Burnaby teachers and their supporters rallied outside of Richard Lee's Burnaby North office on Wednesday in a last-ditch effort to put pressure on the provincial government to opt for a negotiated settlement to the ongoing labour dispute.
A couple of dozen people lined Willingdon Avenue, waving placards and eliciting honks from supportive drivers.
"We are hoping to get a negotiated collective agreement - before it gets imposed or legislated in the summer time," said James Sanyshyn, incoming president of the Burnaby Teachers' Association. "It's our last chance to bring our issues back to the forefront."
In March, the provincial government passed Bill 22 in response to the labour dispute, which started in September.

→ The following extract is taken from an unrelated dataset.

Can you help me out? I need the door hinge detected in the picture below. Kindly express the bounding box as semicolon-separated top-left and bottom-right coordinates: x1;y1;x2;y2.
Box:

The bill prohibits teachers from striking, imposes a "cooling off" period and appoints a mediator to facilitate the bargaining process without imposing any new costs to the government - meaning no pay increase for teachers.
If the two parties can't reach an agreement by summer, the mediator, Charles Jago, will issue a report by June 30 with non-binding recommendations.
The Burnaby Teachers' Association and the B.C. Teachers' Federation have been calling for a negotiated settlement, instead.
Jennifer Heighton, a teacher at Burnaby's Nelson Elementary, said she came out to make a statement to the government and the public that teachers care about public education.
"We are worried about all of the recent action by the government that will dismantle this system," she said. "Over the summer, the government is looking to impose a contract on us, and teachers really want them to think how this will affect all the children in B.C."
Heighton also had concerns that Bill 22 was taking away limits on class size and the number of special needs children in each class.
"That means all kids get less attention," she said.